Jihoon waits for Woojin, who ran to meet him on time, to compose himself.

“Sorry.” the soon-to-be adult says at last. “I-I got scouted and…”

“It’s fine!” Jihoon assures him. The mask of the white rabbit is found hiding his gorgeous face, as always. “You must’ve been busy.”

“I’m debuting soon.” Woojin mumbles, quietly because it’s no use when Jihoon would have no idea what he means.

 

 

 

The sky has darkened to reveal only the moon and the twinkling stars beyond. Woojin wonders why he’s never stayed in the forest so late at night to see such a breathtaking view in all its glory as he, with his head on the grass in the clearing, gasps softly under the spectacle.

And, no, he doesn’t forget to glance back at Jihoon, who lies on the bed of greens right beside him and under the sky. With the rare image of the other’s ethereal face stuck in his mind, Woojin imagines the reflection of the stars on his doe-like eyes. Meanwhile, Jihoon quietly observes the same view as the rabbit.

Woojin shifts until his entire body is lying on its side, facing Jihoon. Jihoon tilts his head until the rabbit is looking back at Woojin in response.

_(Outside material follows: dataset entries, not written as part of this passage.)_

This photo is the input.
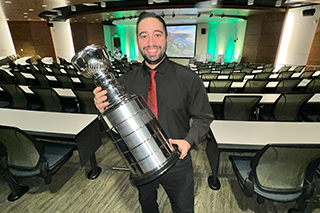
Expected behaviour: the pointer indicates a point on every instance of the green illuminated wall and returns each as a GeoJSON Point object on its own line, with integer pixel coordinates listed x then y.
{"type": "Point", "coordinates": [127, 36]}
{"type": "Point", "coordinates": [226, 38]}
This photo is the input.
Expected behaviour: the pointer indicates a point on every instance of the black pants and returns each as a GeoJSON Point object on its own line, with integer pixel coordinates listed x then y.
{"type": "Point", "coordinates": [213, 154]}
{"type": "Point", "coordinates": [179, 185]}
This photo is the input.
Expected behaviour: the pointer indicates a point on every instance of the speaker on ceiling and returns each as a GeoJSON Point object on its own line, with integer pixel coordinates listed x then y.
{"type": "Point", "coordinates": [49, 24]}
{"type": "Point", "coordinates": [309, 12]}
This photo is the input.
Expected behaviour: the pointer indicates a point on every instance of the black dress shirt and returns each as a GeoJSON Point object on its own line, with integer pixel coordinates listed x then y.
{"type": "Point", "coordinates": [180, 96]}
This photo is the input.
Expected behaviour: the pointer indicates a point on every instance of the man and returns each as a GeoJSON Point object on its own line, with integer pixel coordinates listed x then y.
{"type": "Point", "coordinates": [181, 96]}
{"type": "Point", "coordinates": [117, 55]}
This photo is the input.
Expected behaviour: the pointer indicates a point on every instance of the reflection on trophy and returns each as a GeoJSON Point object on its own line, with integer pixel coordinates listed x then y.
{"type": "Point", "coordinates": [141, 142]}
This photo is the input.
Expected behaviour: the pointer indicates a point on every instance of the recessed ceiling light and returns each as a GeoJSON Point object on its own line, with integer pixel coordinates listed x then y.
{"type": "Point", "coordinates": [89, 4]}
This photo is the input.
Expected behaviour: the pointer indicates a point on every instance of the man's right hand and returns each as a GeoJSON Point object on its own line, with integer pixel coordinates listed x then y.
{"type": "Point", "coordinates": [100, 99]}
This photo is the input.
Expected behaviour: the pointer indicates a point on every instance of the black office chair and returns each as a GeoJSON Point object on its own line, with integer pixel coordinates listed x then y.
{"type": "Point", "coordinates": [268, 69]}
{"type": "Point", "coordinates": [85, 98]}
{"type": "Point", "coordinates": [209, 76]}
{"type": "Point", "coordinates": [65, 81]}
{"type": "Point", "coordinates": [247, 70]}
{"type": "Point", "coordinates": [88, 83]}
{"type": "Point", "coordinates": [282, 173]}
{"type": "Point", "coordinates": [226, 71]}
{"type": "Point", "coordinates": [284, 68]}
{"type": "Point", "coordinates": [219, 86]}
{"type": "Point", "coordinates": [5, 77]}
{"type": "Point", "coordinates": [204, 70]}
{"type": "Point", "coordinates": [306, 74]}
{"type": "Point", "coordinates": [313, 86]}
{"type": "Point", "coordinates": [254, 86]}
{"type": "Point", "coordinates": [287, 85]}
{"type": "Point", "coordinates": [299, 68]}
{"type": "Point", "coordinates": [287, 106]}
{"type": "Point", "coordinates": [42, 81]}
{"type": "Point", "coordinates": [237, 76]}
{"type": "Point", "coordinates": [18, 99]}
{"type": "Point", "coordinates": [240, 108]}
{"type": "Point", "coordinates": [50, 99]}
{"type": "Point", "coordinates": [262, 76]}
{"type": "Point", "coordinates": [24, 156]}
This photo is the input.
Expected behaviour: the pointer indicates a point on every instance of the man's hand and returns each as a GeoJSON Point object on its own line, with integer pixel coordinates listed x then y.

It’s like a dream, Woojin lifting Jihoon’s mask up himself to see the face and whisper forbidden words right in front of it, gaze not faltering, but that truly is what happens.

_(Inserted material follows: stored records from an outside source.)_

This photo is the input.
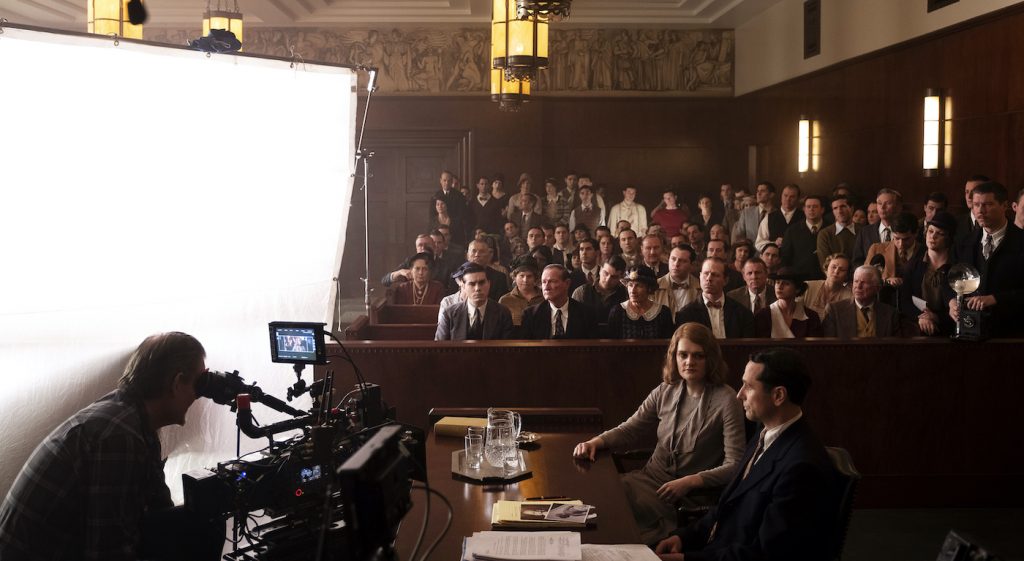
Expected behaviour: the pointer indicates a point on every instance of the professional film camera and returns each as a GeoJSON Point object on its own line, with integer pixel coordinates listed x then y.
{"type": "Point", "coordinates": [336, 490]}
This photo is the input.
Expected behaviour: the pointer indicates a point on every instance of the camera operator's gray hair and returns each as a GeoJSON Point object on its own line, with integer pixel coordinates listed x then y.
{"type": "Point", "coordinates": [157, 360]}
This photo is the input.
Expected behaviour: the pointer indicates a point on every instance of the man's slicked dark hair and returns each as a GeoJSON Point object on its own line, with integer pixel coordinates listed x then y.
{"type": "Point", "coordinates": [152, 369]}
{"type": "Point", "coordinates": [556, 266]}
{"type": "Point", "coordinates": [786, 368]}
{"type": "Point", "coordinates": [993, 187]}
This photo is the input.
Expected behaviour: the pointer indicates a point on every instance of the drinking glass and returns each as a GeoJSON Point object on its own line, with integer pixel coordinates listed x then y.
{"type": "Point", "coordinates": [474, 450]}
{"type": "Point", "coordinates": [496, 448]}
{"type": "Point", "coordinates": [507, 417]}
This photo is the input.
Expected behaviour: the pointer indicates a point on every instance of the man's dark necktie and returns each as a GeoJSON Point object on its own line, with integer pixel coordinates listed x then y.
{"type": "Point", "coordinates": [747, 471]}
{"type": "Point", "coordinates": [757, 454]}
{"type": "Point", "coordinates": [476, 328]}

“I love you.” Woojin says after what seems like forever.

Neither look away. Not even as the doe-like eyes Woojin touches in his dreams pool up with tears once again until they glide down one after the other.

“I…” Jihoon whimpers.

He doesn’t continue. He cries quietly, and Woojin patiently waits, his eyes still fixed on the spirit before him.

Jihoon doesn’t stop crying immediately. He decided he doesn’t want to say anything, and that is what tears him apart. Little does he realize, Woojin understands. He understands completely.

 

 

 

As they near the end of that summer, a tad early, the clouds turn gray. Jihoon is the first to observe this as they stroll alongside each other under tall trees and the bare sky.

Meanwhile, deep in thought, he thinks twice about inviting Woojin to the long-awaited festival of the spirits held in the forest now that he acknowledges that Woojin’s busy schedule may be overlapping with it.

Woojin is the first to feel a droplet finding its way on his head. He looks up and notices the gloominess that overtook the sunny sky not long ago.

“Huh. Rain? This early?”

In lieu of a response, Jihoon sprints toward shelter. Woojin obediently runs after him.

It’s just like when Woojin was younger. Past trees and muddy obstacles, he chases after the spirit to whatever place the other will bring him. Before they reach the destination, it is already pouring. Both are soaking wet, but Woojin doesn’t even mind the rain dripping from his fringe to his face because he’s so focused on the other’s equally soaked back. Curiosity fills his system once more.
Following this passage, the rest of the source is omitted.